Askaripour uses phones as a symbol both of opportunity and of missed connections. Selling is one of the main themes of the book, and the phone is its corresponding motif. The Happy Campers logo—“a Black Power fist clutching a telephone receiver” (313)—exemplifies the importance of the phone as an emblem of sales and, therefore, opportunity.
Phone fails and missed calls are also a sign of blocked opportunities and broken connections. When Darren comes home to find his mother talking with real estate representatives, he feels angry and betrayed. He berates her, saying, “we made a deal and you broke it” (199), before running out and smashing his phone. Afterwards, before his mother’s funeral, Soraya asks him why he hasn’t called, and he uses his broken phone as an excuse for not keeping in touch. However, the broken phone is more than the empty excuse Soraya recognizes it to be: It symbolizes the breakdown in communication between Darren and his friends and family throughout Part 3, when he aligns himself ever more closely with Sumwun and refuses to listen to any critiques of the company.
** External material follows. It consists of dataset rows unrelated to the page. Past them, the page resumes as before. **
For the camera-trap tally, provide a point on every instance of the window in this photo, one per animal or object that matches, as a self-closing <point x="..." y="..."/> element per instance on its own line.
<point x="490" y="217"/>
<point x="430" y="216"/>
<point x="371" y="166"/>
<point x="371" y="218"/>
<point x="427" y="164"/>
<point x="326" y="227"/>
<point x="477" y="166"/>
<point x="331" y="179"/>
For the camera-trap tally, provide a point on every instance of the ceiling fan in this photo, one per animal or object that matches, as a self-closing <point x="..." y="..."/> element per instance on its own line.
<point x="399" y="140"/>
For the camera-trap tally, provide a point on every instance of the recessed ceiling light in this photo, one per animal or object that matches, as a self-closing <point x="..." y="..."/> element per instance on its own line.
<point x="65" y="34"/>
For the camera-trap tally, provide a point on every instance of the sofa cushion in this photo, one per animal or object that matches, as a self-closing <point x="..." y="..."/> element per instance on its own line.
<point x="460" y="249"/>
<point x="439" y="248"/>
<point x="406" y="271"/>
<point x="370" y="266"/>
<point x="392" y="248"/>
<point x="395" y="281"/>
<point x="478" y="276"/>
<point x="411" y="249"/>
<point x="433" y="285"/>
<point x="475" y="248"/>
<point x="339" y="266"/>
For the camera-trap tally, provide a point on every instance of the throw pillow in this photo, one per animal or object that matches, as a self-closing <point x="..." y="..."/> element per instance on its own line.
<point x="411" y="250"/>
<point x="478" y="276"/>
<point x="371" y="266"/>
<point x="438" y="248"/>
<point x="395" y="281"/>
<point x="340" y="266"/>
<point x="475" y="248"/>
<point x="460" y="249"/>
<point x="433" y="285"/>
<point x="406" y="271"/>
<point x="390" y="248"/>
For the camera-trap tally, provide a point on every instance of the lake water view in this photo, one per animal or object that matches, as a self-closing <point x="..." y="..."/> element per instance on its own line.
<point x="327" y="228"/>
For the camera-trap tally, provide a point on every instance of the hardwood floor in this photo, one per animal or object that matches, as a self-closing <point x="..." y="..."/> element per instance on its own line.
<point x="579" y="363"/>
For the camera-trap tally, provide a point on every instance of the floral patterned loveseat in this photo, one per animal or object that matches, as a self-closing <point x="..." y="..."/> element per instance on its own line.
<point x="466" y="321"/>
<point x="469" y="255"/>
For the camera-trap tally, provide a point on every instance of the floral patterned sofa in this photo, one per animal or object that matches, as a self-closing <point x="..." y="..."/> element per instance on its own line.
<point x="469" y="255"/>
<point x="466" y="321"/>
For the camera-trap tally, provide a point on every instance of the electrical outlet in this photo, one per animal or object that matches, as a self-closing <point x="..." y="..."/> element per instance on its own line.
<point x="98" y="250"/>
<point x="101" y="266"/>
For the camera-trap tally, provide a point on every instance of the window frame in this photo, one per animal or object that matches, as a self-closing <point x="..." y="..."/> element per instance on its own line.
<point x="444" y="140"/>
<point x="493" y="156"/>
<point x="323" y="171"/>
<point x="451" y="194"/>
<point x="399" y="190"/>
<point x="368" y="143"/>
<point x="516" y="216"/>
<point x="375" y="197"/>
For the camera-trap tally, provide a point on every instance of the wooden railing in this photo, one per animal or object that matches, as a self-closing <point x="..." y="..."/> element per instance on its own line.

It is only after his mother’s death, when Darren gets a new phone, that he is able to hear the voicemail she left him while she was being taken to the hospital. Darren’s reconnection with his mother, by phone, is the beginning of his return to the values that his mother inculcated in him. Hearing this missed call is the first step in starting to listen to what really matters.
The novel ends with another image of a phone. When Soraya goes to visit Darren in jail, she mimes calling him on the phone, and he mimes answering. These pretend phone calls bear some superficial resemblance to the sales training calls that Darren practices at Sumwun, but in terms of their content, they likely differ widely. The sales calls prepare SDRs to convince prospective clients to purchase their services, while Soraya’s “calls” to Darren strengthen their personal connection. Given the overarching sales ideology that Askaripour puts forth in the novel, however, they may be structurally more similar than it would seem. If the paradigm of deal making and the notion that everything is negotiable underscore the novel’s worldview, then Darren and Soraya’s relationship is yet another opportunity to pick up the phone, connect, and make a deal.
Askaripour uses the motif of coffee, the “black crack” that Darren sells at Starbucks and that he hates at the beginning of the book, to emphasize the constant drive that one needs to pursue sales, but also the addictive nature of success. Before working at Sumwun, Darren never drinks coffee and doesn’t seem to need it. Significant mentors in his life, however, drink coffee regularly: Ma, in the kitchen before work; and Rhett, multiple times during the day at Starbucks and every time he and Darren have breakfast meetings at various diners. The first time Darren meets with Rhett, Rhett pushes him to drink coffee, and Darren reluctantly does so. The scene evokes someone being peer-pressured into doing drugs, a resemblance that heightens the connection Darren makes between coffee and crack. By representing coffee as the fuel of hard work while also associating it with hard drugs like crack and cocaine (which Darren later does to keep going through his high-powered days), Askaripour introduces the idea that work itself might also be an addiction.